目前,对颜料废水脱色方法的研究大多都集中在物化处理,这种处理工艺需要使用大量的混凝剂,或者造成用碱量过多,致使运行费用高,产泥量大,出水COD往往不能达标,随着近年来对颜料废水处理研究的增多,出现了光催化、吸附等新型物化处理材料,但对于颜料的物化法处理运行成本通常较高,且容易产生二次污染。从保护环境的角度来看,微生物具有繁殖速度快、适应性强等特点,利用高效脱色微生物进行环境污染治理不仅成本低,且可以减少二次污染的产生。因此,研究偶氮颜料的生物降解性对于评估其在生态环境中的滞留情况以及指导颜料的选用具有重要的现实意义,而且可以为选择合适的颜料生物处理方案提供理论依据。
由于微生物对环境的适应性强,且污染过程经历一段自然驯化期,因而可以通过驯化从自然环境中筛选到可降解某一污染物的微生物降解菌株。
发明内容
本发明所要解决的技术问题是提供一种原壁菌及其应用,原壁菌(Prototheca sp.)菌在最适宜条件下:酵母粉浓度为1%,接种量为5%,pH为7.5,温度为35℃,盐度小于4%在此条件下,脱色率达到约92%;菌株耐盐性良好,能在高达8%盐浓度下对染料进行有效脱色。
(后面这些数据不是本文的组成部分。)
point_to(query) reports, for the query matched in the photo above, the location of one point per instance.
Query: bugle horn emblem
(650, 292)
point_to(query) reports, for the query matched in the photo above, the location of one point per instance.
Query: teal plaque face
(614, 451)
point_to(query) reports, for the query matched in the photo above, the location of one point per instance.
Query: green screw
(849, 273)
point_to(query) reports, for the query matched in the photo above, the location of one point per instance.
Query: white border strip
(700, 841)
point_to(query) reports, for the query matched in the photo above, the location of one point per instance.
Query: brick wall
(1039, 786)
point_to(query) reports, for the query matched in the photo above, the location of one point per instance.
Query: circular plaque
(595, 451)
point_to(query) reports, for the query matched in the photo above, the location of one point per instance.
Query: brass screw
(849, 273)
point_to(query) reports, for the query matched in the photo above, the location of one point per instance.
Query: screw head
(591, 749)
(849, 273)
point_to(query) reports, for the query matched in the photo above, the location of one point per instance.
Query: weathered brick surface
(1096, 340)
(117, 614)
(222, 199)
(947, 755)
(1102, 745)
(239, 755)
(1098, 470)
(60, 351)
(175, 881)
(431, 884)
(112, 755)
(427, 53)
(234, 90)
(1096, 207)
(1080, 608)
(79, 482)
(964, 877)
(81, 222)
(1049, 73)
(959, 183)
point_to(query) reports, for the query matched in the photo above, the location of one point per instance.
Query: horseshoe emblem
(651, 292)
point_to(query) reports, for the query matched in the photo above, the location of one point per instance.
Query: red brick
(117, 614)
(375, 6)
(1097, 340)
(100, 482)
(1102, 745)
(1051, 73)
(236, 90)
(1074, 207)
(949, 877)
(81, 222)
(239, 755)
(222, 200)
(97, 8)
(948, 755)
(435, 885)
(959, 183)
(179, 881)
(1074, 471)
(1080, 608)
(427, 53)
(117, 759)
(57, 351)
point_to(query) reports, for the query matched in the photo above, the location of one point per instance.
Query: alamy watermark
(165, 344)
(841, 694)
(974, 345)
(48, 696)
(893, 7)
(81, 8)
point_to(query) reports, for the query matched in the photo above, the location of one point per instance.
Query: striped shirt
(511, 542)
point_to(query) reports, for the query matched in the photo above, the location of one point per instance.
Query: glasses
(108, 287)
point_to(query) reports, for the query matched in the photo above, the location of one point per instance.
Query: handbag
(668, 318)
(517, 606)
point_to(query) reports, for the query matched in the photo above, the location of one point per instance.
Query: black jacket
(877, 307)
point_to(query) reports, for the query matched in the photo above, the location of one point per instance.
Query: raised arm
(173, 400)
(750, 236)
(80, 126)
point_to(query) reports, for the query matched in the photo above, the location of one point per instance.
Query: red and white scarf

本发明的一种原壁菌,原壁菌(Prototheca sp.)ZW-4的保藏编号为CGMCC NO.9400,核苷酸序列如SEQ ID NO.1所示。
本发明的一种原壁菌的应用,包括:
(1)在无菌条件下,将Prototheca sp.菌株接种到富集培养基中,置于恒温摇床内培养,然后取富集培养的菌液进行离心,洗涤,配制成1%-15%的菌悬液;
(2)接种菌悬液于颜料红23脱色培养基中脱色,取10mL反应液,10000r/min,离心6min,取上清液于颜料最大吸收波长λmax=579nm处测定吸光度At,以不接菌的含相同浓度颜料的培养基的吸光度A0为对照,计算得到脱色率η=(A0-At)/A0×100%。
所述步骤(1)中富集培养基为10g/L蛋白胨、5g/L酵母粉、10g/LNaCl,蒸馏水1000mL,pH6.8~7.2。
所述步骤(1)中培养条件为:温度为30℃,摇床转速为150rpm,培养时间为48h。
所述步骤(1)中离心洗涤为用无菌生理盐水反复洗涤并离心2~3次,离心速率为5000-6000r/min。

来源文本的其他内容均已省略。